DOI:10.1016/j.foodchem.2020.126800
PMID:32504915
Abstract

The role of polyphenol oxidase (PPO) in the browning of fresh wet noodle sheets (FWNS) was discussed. To release the chemical formation mechanism of the dark spots formed on FWNS, the reconstituted FWNS and PPO-catechol reaction systems were prepared. Different from the overall color change of FWNS, almost all the melanins in dark spots were indirect products of PPO catalysis. The PPO catalytic dehydrogenation was an essential step for the formation of dark spots, but once the phenol dehydrogenation products were formed, the dark spots could still form through a further polymerization process, even though the PPO was completely deactivated. The optimum pH for the phenolic dehydrogenation in FWNS was about 7, and the alkaline condition was advantageous to the progress of the polymerization.
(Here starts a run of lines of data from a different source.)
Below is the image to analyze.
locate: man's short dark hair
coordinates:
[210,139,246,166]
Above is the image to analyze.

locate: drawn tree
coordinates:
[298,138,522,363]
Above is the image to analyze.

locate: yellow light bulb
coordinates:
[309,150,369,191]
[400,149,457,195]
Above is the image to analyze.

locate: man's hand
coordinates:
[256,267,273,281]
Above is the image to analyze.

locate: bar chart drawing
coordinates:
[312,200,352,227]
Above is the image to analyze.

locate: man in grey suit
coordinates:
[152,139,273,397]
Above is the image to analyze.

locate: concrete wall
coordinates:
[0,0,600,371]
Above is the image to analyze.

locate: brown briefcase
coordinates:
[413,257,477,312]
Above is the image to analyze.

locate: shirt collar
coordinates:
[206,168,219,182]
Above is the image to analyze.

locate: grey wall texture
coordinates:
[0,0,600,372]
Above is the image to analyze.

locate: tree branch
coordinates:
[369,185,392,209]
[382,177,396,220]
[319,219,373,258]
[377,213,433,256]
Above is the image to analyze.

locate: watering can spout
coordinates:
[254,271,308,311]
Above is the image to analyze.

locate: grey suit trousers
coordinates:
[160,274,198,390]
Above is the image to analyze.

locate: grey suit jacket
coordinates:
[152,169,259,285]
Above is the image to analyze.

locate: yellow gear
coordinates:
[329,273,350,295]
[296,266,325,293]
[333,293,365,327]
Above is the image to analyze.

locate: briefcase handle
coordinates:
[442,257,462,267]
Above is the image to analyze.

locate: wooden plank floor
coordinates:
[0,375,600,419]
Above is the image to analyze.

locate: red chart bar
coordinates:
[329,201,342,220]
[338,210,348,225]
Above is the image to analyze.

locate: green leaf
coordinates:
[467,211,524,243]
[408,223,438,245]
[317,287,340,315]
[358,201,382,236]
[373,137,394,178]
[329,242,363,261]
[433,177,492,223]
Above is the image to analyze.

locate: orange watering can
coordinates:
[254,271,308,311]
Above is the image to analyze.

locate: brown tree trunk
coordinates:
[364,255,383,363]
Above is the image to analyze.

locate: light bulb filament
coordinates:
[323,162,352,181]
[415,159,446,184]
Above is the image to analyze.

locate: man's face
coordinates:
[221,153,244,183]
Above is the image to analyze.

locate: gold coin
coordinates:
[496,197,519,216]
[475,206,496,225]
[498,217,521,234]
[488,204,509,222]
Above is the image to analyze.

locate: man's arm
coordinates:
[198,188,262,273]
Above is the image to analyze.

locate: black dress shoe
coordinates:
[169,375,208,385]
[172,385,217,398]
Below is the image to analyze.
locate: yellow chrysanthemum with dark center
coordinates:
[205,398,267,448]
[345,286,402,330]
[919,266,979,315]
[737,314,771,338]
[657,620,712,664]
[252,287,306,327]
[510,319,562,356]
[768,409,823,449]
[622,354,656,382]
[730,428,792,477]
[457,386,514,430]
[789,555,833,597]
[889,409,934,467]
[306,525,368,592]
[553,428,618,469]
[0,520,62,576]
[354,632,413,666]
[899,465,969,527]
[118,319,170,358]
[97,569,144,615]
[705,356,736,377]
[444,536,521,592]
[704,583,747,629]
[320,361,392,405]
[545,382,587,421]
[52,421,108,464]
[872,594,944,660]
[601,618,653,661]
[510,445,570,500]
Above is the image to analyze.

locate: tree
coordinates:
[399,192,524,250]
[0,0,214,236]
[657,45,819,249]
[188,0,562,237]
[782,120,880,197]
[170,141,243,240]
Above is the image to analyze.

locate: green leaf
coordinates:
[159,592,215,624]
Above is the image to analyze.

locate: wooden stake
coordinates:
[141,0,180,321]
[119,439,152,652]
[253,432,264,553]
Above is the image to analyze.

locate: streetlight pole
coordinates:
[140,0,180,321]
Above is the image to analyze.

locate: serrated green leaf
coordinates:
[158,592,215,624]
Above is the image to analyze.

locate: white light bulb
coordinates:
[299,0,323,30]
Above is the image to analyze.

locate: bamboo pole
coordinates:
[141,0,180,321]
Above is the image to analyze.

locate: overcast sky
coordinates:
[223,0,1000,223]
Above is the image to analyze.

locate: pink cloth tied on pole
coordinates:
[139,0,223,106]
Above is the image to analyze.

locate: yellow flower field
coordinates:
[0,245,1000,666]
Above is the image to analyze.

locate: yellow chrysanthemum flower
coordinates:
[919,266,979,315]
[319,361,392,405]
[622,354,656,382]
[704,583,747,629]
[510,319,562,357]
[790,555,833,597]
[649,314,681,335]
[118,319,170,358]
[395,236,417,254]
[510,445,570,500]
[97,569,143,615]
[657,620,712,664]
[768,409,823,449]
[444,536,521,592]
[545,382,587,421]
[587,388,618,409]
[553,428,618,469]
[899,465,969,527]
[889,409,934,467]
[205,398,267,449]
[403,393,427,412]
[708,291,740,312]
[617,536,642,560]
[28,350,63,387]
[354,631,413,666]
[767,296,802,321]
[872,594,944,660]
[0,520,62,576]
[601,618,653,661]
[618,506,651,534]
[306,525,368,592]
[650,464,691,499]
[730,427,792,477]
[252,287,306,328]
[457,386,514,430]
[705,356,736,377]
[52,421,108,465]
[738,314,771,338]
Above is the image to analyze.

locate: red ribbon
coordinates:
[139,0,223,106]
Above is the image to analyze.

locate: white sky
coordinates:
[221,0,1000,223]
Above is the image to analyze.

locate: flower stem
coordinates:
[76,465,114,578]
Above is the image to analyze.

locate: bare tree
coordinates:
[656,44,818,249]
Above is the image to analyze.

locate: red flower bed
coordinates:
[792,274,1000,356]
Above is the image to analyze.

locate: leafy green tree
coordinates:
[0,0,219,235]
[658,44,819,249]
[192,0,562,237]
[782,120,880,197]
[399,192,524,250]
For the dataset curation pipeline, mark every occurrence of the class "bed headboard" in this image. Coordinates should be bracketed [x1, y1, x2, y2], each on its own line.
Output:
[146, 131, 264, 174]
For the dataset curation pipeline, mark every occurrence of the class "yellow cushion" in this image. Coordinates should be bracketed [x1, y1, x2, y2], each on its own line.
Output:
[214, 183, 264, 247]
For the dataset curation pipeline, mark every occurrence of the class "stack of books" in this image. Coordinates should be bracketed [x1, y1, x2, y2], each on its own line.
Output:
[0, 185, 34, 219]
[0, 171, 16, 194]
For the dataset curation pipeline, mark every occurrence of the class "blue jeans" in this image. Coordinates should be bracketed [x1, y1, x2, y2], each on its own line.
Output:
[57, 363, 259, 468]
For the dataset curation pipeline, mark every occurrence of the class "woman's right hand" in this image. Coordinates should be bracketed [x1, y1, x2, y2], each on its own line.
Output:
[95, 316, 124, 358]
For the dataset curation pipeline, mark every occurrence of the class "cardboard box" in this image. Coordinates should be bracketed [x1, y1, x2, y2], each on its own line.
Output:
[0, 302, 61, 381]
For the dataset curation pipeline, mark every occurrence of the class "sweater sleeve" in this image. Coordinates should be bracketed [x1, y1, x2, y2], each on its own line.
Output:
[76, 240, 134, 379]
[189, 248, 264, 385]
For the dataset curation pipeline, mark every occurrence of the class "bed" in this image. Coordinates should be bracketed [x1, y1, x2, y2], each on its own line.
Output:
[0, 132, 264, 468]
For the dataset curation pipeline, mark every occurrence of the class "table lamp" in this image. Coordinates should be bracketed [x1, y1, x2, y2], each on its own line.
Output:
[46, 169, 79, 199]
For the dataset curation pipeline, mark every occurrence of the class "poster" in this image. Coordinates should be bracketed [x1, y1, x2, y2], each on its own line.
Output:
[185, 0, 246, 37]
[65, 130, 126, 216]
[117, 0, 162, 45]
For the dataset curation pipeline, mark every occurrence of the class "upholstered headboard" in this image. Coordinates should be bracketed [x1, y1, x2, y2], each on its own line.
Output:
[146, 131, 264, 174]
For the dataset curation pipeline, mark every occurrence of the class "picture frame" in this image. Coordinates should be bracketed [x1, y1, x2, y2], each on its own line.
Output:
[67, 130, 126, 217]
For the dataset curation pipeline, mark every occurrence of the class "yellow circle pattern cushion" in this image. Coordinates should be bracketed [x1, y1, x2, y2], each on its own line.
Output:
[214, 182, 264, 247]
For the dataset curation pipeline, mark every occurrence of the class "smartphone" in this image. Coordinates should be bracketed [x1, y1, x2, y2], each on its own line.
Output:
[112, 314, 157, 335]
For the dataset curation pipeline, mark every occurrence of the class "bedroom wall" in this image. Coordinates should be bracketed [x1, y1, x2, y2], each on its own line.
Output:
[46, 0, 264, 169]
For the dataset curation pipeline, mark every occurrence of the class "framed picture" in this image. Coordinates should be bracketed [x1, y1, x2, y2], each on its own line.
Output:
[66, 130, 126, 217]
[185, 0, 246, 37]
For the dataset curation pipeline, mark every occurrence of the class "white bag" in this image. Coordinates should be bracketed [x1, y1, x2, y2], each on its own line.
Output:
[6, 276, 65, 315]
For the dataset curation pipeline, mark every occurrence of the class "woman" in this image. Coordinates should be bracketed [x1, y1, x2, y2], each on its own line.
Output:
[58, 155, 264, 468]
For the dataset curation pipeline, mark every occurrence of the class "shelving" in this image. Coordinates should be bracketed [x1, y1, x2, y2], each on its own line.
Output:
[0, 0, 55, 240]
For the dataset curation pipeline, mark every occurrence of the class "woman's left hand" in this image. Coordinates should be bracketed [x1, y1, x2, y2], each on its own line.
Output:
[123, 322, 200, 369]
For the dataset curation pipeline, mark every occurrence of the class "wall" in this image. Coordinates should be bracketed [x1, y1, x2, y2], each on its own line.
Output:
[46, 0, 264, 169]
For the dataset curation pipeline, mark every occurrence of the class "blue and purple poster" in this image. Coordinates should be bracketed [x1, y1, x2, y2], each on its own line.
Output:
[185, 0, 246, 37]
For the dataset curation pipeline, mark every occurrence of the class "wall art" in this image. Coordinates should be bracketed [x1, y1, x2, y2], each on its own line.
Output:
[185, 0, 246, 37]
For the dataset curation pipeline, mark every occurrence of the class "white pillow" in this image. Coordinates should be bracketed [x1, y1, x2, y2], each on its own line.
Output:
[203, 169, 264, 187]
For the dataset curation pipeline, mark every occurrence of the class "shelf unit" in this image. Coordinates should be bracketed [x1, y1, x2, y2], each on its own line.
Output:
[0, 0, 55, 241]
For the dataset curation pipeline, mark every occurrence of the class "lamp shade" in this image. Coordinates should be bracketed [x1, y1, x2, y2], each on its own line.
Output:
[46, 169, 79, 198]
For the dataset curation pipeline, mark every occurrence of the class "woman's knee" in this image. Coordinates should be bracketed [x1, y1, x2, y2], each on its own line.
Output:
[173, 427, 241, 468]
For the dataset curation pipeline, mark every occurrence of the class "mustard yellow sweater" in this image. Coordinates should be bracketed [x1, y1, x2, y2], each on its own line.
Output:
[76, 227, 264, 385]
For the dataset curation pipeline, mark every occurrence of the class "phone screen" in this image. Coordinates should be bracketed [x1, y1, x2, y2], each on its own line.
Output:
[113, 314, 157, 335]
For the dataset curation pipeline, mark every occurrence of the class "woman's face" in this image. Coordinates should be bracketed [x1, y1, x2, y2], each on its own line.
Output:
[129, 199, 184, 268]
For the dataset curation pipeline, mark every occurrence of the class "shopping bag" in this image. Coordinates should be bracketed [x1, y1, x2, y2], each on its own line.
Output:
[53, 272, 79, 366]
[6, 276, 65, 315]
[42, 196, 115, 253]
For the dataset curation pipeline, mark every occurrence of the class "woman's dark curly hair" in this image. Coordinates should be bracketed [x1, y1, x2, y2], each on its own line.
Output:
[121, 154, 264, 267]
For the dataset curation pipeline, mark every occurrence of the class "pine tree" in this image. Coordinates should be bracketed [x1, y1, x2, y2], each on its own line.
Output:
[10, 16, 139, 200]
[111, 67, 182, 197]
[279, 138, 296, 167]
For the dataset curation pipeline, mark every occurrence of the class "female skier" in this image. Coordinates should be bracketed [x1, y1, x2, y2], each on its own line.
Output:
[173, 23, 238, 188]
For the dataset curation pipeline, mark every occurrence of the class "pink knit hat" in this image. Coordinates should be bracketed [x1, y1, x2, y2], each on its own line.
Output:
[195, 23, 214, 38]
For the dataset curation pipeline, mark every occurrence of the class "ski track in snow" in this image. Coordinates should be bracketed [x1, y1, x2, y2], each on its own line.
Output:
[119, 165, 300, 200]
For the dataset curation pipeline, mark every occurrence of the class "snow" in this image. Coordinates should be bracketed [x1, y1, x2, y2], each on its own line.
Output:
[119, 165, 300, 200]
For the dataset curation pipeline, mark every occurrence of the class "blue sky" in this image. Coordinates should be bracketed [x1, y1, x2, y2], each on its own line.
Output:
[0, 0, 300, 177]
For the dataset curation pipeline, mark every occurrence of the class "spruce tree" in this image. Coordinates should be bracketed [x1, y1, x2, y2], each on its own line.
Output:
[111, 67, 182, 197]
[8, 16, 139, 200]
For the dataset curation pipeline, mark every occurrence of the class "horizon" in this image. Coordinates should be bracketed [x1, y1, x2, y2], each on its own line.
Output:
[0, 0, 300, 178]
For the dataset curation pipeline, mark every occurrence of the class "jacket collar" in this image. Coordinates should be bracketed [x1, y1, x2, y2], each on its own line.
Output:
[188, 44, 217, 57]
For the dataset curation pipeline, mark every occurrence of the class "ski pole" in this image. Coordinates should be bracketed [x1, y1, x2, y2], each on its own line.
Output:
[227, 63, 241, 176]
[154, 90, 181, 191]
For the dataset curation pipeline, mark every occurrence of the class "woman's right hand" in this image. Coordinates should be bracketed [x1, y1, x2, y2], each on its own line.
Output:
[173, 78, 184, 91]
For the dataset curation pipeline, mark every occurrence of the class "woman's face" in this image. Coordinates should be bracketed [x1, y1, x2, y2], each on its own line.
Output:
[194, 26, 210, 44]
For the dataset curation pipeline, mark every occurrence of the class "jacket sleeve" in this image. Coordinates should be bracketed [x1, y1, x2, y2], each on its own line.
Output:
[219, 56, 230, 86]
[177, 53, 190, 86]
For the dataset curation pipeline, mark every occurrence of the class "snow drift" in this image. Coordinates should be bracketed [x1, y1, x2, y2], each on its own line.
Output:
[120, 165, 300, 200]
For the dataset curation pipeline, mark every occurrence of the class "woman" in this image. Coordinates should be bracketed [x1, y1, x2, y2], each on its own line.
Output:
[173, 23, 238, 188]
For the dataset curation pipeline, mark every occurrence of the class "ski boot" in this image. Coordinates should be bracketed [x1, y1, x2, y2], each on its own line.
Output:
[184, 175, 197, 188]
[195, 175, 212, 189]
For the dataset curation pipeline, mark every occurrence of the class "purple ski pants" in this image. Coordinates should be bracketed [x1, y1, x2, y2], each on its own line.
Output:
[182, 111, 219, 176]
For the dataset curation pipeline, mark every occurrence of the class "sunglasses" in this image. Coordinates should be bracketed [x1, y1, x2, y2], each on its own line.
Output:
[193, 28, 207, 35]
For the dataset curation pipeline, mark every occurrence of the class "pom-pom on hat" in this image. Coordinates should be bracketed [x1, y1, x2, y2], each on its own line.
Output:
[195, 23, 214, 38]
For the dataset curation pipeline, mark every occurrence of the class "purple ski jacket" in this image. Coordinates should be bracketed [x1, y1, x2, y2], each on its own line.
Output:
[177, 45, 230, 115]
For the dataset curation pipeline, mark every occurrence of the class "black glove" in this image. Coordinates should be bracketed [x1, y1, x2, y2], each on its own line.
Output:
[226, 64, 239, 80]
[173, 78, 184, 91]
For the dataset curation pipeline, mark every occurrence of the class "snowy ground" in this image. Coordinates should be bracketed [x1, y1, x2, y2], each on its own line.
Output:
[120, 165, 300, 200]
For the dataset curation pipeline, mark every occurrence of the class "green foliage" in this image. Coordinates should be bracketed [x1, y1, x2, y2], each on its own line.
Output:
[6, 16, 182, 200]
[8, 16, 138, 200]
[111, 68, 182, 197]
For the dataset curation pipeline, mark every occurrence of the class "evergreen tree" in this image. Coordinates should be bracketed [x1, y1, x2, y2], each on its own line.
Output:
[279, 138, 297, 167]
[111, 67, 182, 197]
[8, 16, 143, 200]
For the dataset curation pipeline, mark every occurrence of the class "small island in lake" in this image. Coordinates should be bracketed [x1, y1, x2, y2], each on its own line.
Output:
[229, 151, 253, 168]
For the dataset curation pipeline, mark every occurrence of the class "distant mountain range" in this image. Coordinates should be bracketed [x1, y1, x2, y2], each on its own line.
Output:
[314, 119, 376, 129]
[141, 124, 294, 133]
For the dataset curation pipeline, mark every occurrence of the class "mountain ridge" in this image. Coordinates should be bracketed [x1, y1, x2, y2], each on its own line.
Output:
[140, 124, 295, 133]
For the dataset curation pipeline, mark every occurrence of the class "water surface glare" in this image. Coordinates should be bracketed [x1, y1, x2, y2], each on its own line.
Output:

Comprehensively, the maximum amount of dark spots was formed at about pH 9.

摘要

探讨了多酚氧化酶(PPO)在鲜湿面条(FWNS)褐变中的作用。为了揭示 FWNS 表面黑斑形成的化学形成机制,制备了再水合 FWNS 和 PPO-儿茶酚反应体系。与 FWNS 的整体颜色变化不同,黑斑中的几乎所有黑色素都是 PPO 催化的间接产物。PPO 催化脱氢是形成黑斑的必要步骤,但一旦形成了苯酚脱氢产物,即使 PPO 完全失活,黑斑仍可通过进一步的聚合过程形成。FWNS 中酚类脱氢的最适 pH 值约为 7,碱性条件有利于聚合反应的进行。综合考虑,在 pH 值约为 9 时形成了最多的黑斑。